Hier geht ja mächtig die Post ab. An der Ecke Karstadt/Erzbergerstraße und Postamt bietet ein neuer Kreisel täglich ein wundersames Schauspiel, das wir auch bestens positioniert von der Redaktion aus staunend verfolgen können. Wenn es gerade mal die Arbeit kurz zulässt. Mit der neuen Kreisel-Situation haben etliche Verkehrsteilnehmer ihre liebe Mühe, in die richtige Spur einzufädeln. Das Chaos fährt im Kreis. Schimpf und Schande unter den Fahrern halten Einzug. Wie ein Mahnmal wirkt der 100.000 Euro teure Skulpturturm des Künstlers Werner Pokorny. Der wirkt in seiner rostigen Farbe für machen Betrachter genauso griesgrämig wie gestresste Autofahrer. Ein plötzlicher großer Feuerwehreinsatz mit lautem Sirenengeheul bringt Abwechslung in die triste Szenerie. Das Karstadt-Gebäude muss wieder einmal kurzzeitig evakuiert werden – das gab es in den vergangenen Jahren schon ein paar Mal. Die Beschäftigten plaudern aber ziemlich entspannt an der Rückseite des Gebäudes. Schnell herrscht nach dem vorigen kurzen Schreck Klarheit. Eine Katastrophe bleibt Gottseidank aus. Wieder einmal.

Staub wirbelt auf

Den derzeitigen umtriebigen Bauarbeiten rund um das Karstadt bleibt es wohl geschuldet, dass der Rauchmelder laut piepste. Den hatte aufwirbelnder Staub mächtig irritiert, so dass das Alarmsignal erfolgte.

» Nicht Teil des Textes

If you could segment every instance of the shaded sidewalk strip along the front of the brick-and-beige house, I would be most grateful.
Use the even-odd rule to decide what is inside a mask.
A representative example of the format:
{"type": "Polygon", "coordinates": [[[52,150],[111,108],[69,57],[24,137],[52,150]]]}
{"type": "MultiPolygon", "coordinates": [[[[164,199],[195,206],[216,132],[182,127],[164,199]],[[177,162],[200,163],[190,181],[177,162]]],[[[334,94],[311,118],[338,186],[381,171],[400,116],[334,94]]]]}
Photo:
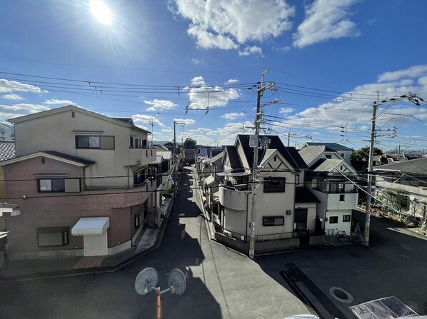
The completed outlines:
{"type": "MultiPolygon", "coordinates": [[[[173,205],[174,201],[171,201],[173,205]]],[[[169,212],[171,210],[169,209],[169,212]]],[[[34,260],[9,261],[0,268],[0,281],[51,278],[66,275],[113,272],[127,263],[159,247],[168,217],[161,228],[146,228],[142,236],[136,238],[134,247],[121,253],[106,256],[79,256],[68,258],[44,258],[34,260]]]]}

Die Feuerwehren müssen im Hegau mit großem Gefährt und vielen Einsatzkräften – das ist vorsorglich bei Ernstfällen von zwingenden Nöten – immer wieder zu ärgerlichen Einsätzen wegen Fehlalarmen ausrücken.

An diesem Tag hätten die bei Einweisungen von Parkplätzen bestens erprobten Wehrleute einen sinnvolleren Einsatz leisten können. Wie bei der Regelung des Neu-Kreisverkehrs. Dies wenige Meter neben dem vermeintlichen Brandherd. So warten wir auf weitere kuriose und wilde Verkehrsszenen rund um die prägnante Skulptur, die eine nicht minder teure zweite Ausgabe am Kreisel des östlichen Endes des Bahnhofvorplatzes findet.